La fusée Ariane 5 doit décoller ce soir de Kourou en emportant un cargo de 20 tonnes qui ravitaillera la station spatiale internationale. Mais ce sera surtout le 200ème tir du lanceur européen.

Tout le monde croise les doigts pour que les conditions météo n’empêchent pas le vol (23 h 13) et qu’il n’y ait pas d’accident. Mais si tout va bien, donc, ce cargo s’arrimera à la station. Et ce sera surtout le 200ème lancement de ce programme qui reste à ce jour un des vrais succès de l’Europe avec Airbus. Ce qui prouve que quand l’Europe veut, elle peut. Ariane, c’est une histoire qui remonte à loin. L’initiative a été prise il y a plus de quarante ans, quand Paris et Berlin ont réalisé que les Américains, qui venaient d’envoyer des hommes sur la Lune, allaient être les seuls à occuper l’espace civil et militaire. Aujourd’hui, le bilan reste exemplaire. Ariane a placé dans les étoiles 299 satellites (95% de réussite), et occupe 60% du marché mondial des lancements civils. C’est même Arianespace qui se chargera à la rentrée d’un tir de Soyouz. Les Américains sont repliés sur les satellites militaires avec les fusées Delta et Atlas de Boeing et Lockheed Martin.

Donc, tout va bien ? Pas mal du tout ! Avec l’Internet haut débit, la télévision, des GPS partout –votre GPS de voiture qui fonctionne avec 9 satellites-, le ciel s’annonce assez dégagé. Et il y a de la place puisque un millier de satellites fonctionnent aujourd’hui ! La crise n’a pas fait baisser le régime.

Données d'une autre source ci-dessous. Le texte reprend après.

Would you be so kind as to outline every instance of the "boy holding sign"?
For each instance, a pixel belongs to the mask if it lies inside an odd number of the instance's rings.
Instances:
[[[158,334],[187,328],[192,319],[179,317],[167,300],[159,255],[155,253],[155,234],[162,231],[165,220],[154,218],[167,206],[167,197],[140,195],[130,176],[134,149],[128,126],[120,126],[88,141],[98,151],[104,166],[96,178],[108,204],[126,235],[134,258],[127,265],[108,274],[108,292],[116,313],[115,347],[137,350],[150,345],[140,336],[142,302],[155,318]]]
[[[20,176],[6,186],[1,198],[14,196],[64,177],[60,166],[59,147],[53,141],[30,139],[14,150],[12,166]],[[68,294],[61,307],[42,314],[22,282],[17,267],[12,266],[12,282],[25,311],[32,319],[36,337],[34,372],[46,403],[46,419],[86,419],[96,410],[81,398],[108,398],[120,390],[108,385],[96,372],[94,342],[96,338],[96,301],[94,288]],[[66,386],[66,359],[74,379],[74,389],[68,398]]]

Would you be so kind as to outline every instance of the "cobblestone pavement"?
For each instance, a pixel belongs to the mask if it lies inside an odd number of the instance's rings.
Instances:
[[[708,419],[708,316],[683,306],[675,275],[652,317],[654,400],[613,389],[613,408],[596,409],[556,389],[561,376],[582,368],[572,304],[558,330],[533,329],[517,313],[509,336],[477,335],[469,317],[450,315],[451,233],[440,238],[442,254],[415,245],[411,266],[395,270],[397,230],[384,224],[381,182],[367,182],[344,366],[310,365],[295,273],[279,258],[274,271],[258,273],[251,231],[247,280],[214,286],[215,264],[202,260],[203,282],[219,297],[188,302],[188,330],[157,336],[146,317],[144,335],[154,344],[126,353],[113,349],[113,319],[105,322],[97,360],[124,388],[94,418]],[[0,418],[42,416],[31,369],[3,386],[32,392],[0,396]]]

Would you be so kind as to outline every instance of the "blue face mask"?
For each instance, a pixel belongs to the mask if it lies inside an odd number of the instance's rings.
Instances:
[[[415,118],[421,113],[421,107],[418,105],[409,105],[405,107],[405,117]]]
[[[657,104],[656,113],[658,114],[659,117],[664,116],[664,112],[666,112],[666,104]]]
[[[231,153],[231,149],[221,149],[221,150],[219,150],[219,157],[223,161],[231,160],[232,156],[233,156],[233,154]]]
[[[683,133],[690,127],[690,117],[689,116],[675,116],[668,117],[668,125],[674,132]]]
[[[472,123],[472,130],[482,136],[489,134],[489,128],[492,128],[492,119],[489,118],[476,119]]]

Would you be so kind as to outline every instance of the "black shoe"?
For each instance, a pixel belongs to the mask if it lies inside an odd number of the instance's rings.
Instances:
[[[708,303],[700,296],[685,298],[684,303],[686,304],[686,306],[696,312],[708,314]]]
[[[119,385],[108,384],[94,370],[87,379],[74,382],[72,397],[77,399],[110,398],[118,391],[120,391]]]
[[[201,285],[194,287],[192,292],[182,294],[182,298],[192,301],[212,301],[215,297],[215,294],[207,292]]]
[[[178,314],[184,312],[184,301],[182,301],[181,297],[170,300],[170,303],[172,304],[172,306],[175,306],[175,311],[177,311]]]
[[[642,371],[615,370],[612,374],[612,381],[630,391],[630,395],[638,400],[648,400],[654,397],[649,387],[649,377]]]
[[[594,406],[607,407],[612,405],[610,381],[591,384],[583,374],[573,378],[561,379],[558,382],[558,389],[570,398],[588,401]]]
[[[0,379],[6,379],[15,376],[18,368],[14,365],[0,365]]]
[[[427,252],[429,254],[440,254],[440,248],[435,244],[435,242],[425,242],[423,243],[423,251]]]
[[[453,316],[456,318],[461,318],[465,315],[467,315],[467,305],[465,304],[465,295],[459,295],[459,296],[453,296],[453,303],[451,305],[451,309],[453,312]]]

Le carnet de commandes d’Arianespace est archiplein, trois ans d’activité et 80 satellites à placer en orbite. Plus 6 ATV, les véhicules de ravitaillement de la Station internationale comme celui de ce soir. Alors, quelles sont les menaces ? La concurrence bien sûr, chinoise ou indienne.

Ce sont des pays aux armées d'ingénieurs disposant de moyens et de gigantesques marchés domestiques. Il y a aussi quelques entreprises américaines de petite taille. Mais les vraies questions sont ailleurs. Elles sont plus politiques. Exactement. Ariane travaille beaucoup mais la rentabilité n’est pas assurée, et les Etats européens dépensent quand même de l’argent. La première question est celle de la préférence communautaire. Il ne viendrait pas à l’esprit des Américains de faire envoyer des satellites militaires par les Européens ou les russes. Au nom de la concurrence, certains gouvernements européens, eux, n’hésitent pas. Deuxième défi, il va falloir remettre au pot un milliard fin 2012 pour muscler le moteur de la fusée. Et, enfin, penser à la génération suivante, celle qui s’envolera en 2025-2030. Bref, il y a du pain sur la planche. Au total, donc, quand même plutôt une belle aventure ? C’est vrai, on rêverait de projets européens de ce type dans le TGV au lieu qu’Alstom et Siemens se battent sur tous les marchés mondiaux. Mais, hélas, malgré Airbus et Ariane, le ciel ne réussit pas toujours aux Européens.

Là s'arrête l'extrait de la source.